We spent the lazy morning hours at the house, watching the rainbows over the water below.
Then it was off to Trunk Bay.
For me, Trunk Bay is like that uncle that gets too drunk at every family reunion and talks too loud and always brings the tuna noodle salad that no one wants to eat, but that always tells the funniest jokes and seems makes you smile every time you see him.
I love it and I hate it.
I hate it because it's the one beach that EVERYONE within a 100 mile radius of St. John ends up on. I hate it because every cruise ship day tripper heads there first. I hate it because hordes of people in bright yellow vests bob around in the water, dropped off by this tour or that taxi. I hate it because you actually have to pay to walk out onto the beach.
But I love it because it's still one of the most beautiful beaches I have ever laid eyes on.
I also love the fact that it has the softest, finest white sand and most brilliant blue water of any beach on St. John.
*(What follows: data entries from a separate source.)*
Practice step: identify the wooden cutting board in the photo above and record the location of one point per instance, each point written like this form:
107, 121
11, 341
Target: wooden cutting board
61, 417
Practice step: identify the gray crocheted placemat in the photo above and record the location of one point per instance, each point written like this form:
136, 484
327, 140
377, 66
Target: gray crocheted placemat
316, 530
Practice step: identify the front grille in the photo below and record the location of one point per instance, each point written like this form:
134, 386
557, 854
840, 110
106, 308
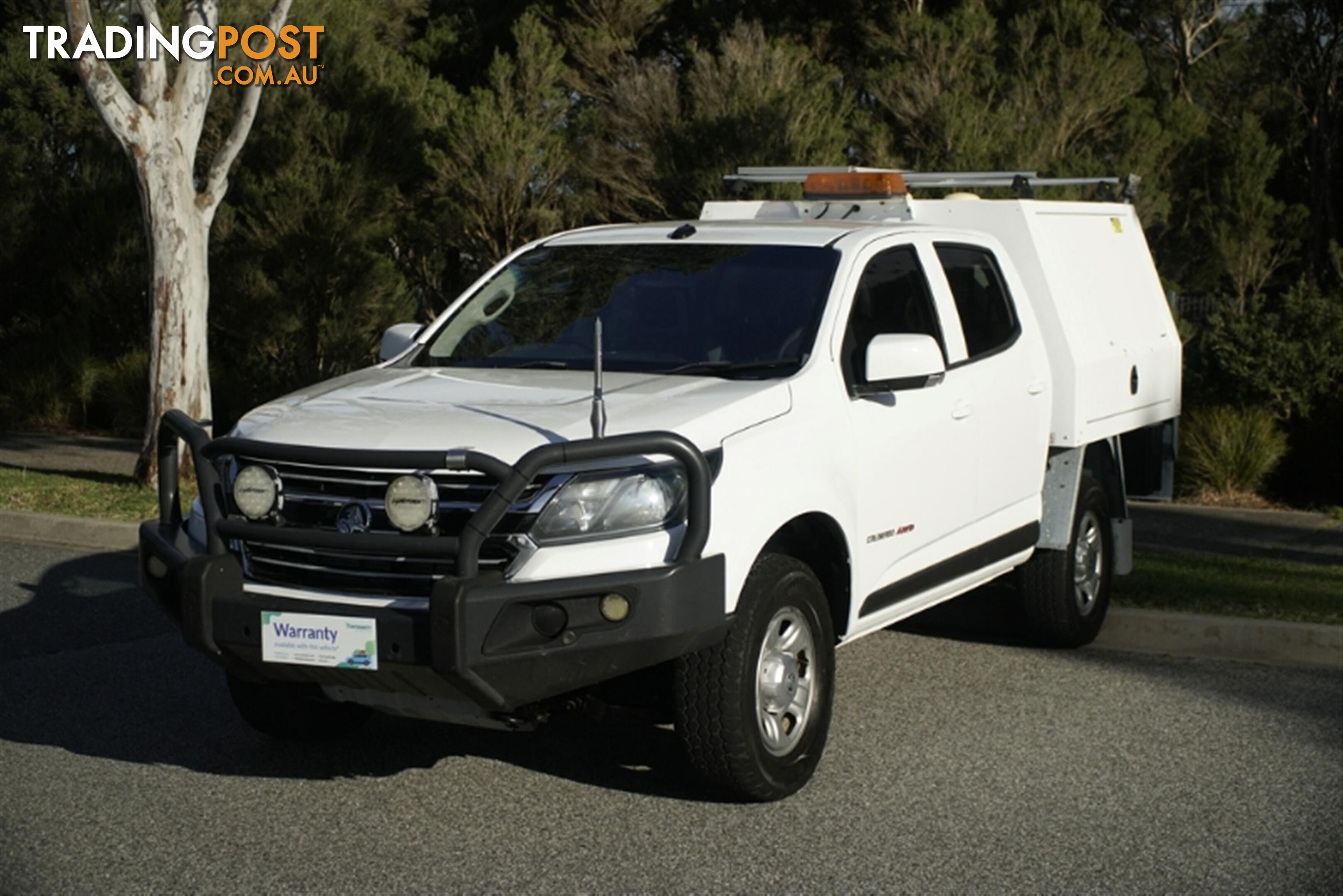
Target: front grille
313, 499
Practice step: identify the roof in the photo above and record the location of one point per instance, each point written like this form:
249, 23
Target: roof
817, 233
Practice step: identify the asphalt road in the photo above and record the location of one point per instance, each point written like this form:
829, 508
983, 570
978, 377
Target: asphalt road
955, 765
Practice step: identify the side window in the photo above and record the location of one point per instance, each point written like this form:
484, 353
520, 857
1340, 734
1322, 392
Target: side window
988, 316
892, 297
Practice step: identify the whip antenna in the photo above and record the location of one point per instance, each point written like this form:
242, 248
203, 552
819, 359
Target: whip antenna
598, 404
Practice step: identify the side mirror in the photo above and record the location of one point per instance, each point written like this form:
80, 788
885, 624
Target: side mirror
397, 340
901, 362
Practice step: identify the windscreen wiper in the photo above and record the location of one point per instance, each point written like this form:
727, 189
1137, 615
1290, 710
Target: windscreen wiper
724, 368
536, 362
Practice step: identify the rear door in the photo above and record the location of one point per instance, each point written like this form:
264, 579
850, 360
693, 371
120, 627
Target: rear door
911, 455
1004, 382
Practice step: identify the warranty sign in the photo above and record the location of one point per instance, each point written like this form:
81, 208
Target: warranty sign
311, 640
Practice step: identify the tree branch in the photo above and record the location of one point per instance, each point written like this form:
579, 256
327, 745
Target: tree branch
195, 78
217, 183
109, 96
151, 74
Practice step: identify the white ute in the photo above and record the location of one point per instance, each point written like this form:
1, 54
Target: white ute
681, 463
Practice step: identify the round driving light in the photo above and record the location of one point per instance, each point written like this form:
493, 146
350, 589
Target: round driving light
256, 492
615, 608
411, 502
I love that it is big enough that, no matter how many people are there, you can always carve out a private little slice of paradise.
And I hate to admit it....but I love the fact that it has beach chairs for rent. I know all the "concessions on National Park beaches" arguments, but I love me a good beach chair.
Our villa had beach chairs, but they weren't very comfortable. Trunk Bay has REAL chairs.
After Matt made 2 trips to the concession area to get 4 chairs, made a return trip to get a replacement chair for his mom, and then made a return trip to return the replacement chair because she decided she preferred his chair and he had to get himself a new one.....we settled down to enjoy the sun, the surf, and the sand.
Ahhhhh.......Trunk Bay. You're too popular for your own good, but I love you anyway.
It was a beautiful drive as we headed over to Coral Bay to grab some lunch at Shipwreck Landing.
We found Shipwreck Landing just as we had left it....right across the street from the water, in ever present danger of disappearing behind a wall of glorious vines and green things, and churning out some of the best frozen drinks on the island.
Crispy conch fritters, a spicy mahi burger with fries, and a dark and stormy made a perfect lunch.
We spent the afternoon relaxing at the villa, enjoying the pool, and soaking in the final rays of the sun. Before we knew it, it was dinner time.
It was Tuesday night and that meant one thing: Lobster Night at Morgan's Mango!
Matt and I have always eaten at Morgan's Mango on our first night on St. John. It happened by accident and simply became tradition. He had missed arrival night and was still waiting to get his Morgan's Mango fix.
We started off with the seafood soup du jour and the mussels cooked in Argentine malbec, tomato, garlic, butter and parsley.
It was a good start.
Things fell apart at the lobster, however.
Don't get me wrong, it was delicious. We just misordered.....that's all. Here's how it went down:
Waiter: It is lobster night. You can get a 1 lb. lobster tail for $35.
Vicki: I want the lobster.
Waiter: How large?
Vicki: (in head) If a 1 lb. lobster is $35, a 1.5 lb lobster must be about $50. Yeah. Let's get the big one.
Vicki: (to waiter) I'll go with 1.5 lbs.
Waiter: We can also offer it stuffed tonight. We have a delicious crab stuffing.
Vicki: (in head) How much can stuffing be? Sounds good. Yeah. Add the stuffing.
Vicki: (to waiter) Sure, add the stuffing.
Matt: (in head) Mmm....that sounds good.
Matt: (to waiter) Make that two.
And that, my friends, is how you turn a $35 lobster special into a $400 dinner.
I did the only thing I could. I drowned my pain in chocolate raspberry cheesecake.